I don't quite get the whole "emo" thing. But I like this group. Sometimes.
lineup: Jeremy Enigk (vocals, guitar, keyboards, bass), William Goldsmith (drums), Dan Hoerner (guitar, vocals). with Nate Mendel (bass) on the first two. Following their breakup, the rhythm guys joined the Foo Fighters and Hoerner joined Dashboard Confessional. Way to make wise career choices, guys.
review index: Diary / LP2 / How It Feels to be Something On / The Rising Tide
missing albums: Live.
apex: The Rising Tide
Best songs: Seven, Song About an Angel, In Circles, 47
Worst songs: uh...
So is this emo? Guitar-rock with a guy singing his heart out? I dunno. I'm just going to ignore that whole "emo" tag for the rest of this page.
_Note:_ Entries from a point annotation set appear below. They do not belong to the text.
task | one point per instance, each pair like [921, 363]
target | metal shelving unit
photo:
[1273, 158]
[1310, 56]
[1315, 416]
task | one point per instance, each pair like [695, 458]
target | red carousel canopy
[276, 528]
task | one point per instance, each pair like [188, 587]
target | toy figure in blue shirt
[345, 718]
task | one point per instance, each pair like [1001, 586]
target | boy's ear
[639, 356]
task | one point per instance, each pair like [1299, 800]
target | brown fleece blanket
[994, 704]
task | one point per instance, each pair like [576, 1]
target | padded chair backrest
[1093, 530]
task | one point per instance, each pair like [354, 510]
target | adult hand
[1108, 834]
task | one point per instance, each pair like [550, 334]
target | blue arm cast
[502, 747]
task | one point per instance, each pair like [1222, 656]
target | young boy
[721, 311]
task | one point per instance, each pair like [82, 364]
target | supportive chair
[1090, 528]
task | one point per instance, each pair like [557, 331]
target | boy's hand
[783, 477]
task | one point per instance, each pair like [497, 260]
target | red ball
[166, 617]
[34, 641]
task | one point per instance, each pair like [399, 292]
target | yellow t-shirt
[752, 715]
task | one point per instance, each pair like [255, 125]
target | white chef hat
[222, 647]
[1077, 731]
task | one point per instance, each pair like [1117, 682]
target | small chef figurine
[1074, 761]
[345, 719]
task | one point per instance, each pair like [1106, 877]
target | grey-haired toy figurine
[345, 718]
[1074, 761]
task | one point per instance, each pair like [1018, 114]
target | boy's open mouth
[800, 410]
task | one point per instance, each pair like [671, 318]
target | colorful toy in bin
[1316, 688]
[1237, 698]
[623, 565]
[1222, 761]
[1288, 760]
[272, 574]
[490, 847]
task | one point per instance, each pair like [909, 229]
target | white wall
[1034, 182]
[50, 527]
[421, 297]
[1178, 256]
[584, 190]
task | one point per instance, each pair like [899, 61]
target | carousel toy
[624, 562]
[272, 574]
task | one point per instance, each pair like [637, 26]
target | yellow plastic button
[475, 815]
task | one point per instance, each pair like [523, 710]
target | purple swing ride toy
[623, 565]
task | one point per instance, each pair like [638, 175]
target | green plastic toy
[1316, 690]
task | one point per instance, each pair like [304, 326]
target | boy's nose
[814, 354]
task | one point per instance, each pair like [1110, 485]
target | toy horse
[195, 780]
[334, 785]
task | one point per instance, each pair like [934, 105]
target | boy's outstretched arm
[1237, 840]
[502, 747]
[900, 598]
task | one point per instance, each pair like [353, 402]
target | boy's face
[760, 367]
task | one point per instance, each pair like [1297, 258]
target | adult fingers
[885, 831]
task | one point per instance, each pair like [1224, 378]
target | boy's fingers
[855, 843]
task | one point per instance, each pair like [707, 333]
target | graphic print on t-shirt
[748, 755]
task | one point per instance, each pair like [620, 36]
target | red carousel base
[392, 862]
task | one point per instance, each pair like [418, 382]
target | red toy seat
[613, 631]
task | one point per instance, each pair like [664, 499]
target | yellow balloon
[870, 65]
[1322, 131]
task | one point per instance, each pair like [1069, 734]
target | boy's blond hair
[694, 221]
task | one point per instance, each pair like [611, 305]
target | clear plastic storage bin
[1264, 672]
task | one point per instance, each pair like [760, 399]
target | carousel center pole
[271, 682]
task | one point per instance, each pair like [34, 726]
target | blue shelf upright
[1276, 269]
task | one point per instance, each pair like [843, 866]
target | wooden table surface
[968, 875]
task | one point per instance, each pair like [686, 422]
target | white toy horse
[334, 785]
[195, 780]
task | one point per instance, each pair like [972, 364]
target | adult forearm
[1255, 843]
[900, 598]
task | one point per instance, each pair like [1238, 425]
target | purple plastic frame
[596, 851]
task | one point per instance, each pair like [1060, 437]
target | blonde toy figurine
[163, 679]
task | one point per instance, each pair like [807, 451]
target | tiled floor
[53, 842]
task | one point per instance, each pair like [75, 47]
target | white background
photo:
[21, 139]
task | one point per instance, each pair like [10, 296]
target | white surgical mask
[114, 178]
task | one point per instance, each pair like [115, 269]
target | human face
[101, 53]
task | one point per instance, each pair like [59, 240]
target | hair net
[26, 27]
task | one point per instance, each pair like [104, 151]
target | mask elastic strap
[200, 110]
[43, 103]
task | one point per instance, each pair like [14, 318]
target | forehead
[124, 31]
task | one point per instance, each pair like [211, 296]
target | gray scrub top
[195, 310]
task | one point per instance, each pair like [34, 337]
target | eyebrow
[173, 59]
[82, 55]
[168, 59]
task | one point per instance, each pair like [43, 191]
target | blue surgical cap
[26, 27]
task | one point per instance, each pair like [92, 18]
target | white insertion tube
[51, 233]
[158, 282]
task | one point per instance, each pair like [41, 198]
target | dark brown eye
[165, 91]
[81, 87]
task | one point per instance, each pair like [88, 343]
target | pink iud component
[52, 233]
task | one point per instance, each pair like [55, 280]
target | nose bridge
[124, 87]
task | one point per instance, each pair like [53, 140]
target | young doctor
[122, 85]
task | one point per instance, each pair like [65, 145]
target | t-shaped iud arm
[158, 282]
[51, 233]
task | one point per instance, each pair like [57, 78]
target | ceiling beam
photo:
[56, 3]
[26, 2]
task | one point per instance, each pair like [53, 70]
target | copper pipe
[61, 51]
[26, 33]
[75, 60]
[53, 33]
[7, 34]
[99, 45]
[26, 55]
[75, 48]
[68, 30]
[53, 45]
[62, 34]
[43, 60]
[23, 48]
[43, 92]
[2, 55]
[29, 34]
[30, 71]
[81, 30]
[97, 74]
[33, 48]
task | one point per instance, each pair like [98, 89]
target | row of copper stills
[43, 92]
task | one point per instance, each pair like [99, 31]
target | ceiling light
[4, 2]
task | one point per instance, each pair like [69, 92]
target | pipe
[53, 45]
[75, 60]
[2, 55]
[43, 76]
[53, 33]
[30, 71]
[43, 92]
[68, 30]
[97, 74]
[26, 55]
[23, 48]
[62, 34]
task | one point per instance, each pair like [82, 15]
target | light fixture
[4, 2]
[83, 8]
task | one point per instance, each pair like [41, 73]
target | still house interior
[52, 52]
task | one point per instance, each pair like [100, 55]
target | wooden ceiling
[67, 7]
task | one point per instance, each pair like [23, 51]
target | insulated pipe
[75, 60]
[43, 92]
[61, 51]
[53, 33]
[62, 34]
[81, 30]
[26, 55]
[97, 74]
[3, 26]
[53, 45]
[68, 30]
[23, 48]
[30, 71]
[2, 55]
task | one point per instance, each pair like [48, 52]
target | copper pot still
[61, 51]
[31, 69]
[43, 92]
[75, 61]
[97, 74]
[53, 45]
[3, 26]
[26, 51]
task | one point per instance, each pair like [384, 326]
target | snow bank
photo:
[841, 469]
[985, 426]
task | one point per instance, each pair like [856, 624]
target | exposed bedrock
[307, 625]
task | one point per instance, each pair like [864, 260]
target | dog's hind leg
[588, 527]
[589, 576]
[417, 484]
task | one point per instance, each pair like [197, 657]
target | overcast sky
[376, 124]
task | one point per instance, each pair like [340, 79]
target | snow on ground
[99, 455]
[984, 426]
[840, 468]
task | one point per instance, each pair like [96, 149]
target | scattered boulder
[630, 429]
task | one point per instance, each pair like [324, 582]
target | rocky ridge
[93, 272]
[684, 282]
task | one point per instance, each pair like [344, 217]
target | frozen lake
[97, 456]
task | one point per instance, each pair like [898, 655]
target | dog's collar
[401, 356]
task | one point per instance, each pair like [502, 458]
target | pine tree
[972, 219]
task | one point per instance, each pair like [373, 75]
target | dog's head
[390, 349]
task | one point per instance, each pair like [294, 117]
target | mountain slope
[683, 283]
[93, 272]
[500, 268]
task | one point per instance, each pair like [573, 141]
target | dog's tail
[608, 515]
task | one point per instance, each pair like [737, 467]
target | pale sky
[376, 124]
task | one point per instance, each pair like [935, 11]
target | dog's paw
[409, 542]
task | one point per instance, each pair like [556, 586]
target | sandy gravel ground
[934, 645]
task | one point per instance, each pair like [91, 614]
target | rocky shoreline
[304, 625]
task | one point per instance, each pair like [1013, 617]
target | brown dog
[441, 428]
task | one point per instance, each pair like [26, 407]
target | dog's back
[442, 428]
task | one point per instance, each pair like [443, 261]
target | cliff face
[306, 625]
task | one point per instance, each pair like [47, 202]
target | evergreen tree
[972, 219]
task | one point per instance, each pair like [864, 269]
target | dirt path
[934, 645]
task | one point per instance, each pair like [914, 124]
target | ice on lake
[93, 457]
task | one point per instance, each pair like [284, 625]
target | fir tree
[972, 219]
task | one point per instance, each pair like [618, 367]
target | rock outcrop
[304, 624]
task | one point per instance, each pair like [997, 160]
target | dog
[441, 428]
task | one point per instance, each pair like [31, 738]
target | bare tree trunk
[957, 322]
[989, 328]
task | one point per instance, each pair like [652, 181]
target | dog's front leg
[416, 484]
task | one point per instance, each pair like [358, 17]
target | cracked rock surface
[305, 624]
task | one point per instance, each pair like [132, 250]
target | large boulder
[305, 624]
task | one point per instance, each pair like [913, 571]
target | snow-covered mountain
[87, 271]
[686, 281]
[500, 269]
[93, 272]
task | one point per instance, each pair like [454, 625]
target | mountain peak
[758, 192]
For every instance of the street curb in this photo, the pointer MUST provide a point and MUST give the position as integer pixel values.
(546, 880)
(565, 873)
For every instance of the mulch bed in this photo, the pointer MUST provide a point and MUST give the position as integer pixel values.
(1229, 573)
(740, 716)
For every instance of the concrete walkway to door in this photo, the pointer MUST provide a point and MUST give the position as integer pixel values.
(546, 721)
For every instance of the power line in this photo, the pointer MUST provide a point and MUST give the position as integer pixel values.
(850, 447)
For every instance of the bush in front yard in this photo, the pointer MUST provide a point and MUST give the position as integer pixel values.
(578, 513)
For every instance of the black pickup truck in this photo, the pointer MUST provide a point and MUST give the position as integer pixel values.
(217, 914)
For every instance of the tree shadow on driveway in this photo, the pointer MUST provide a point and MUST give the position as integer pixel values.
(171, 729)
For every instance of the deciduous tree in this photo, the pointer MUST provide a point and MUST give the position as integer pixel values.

Anyway, at this early point of their career, they didn't exactly grasp the concept of "diversity". Every song pretty much follows the same "energetic guitars and drumming + high-pitched angsty singing". Not that that's a bad thing, mind you -- it's just, shall we say, a little monochromatic. 50 minutes of the same thing over and over gets a bit old. There are some fun highlights in the first half: well... pretty much the first four tracks. And they do dare to switch up the formula with a little minor-key piano-led tune called "Pheurton Skeurto" (whatever, don't ask me, I didn't name it). I'd comment on the lyrics, but I have no idea what's being sung. I'd also come up with a decent way to end this review, but I have no idea how to do that. Half-assed? Me? Never!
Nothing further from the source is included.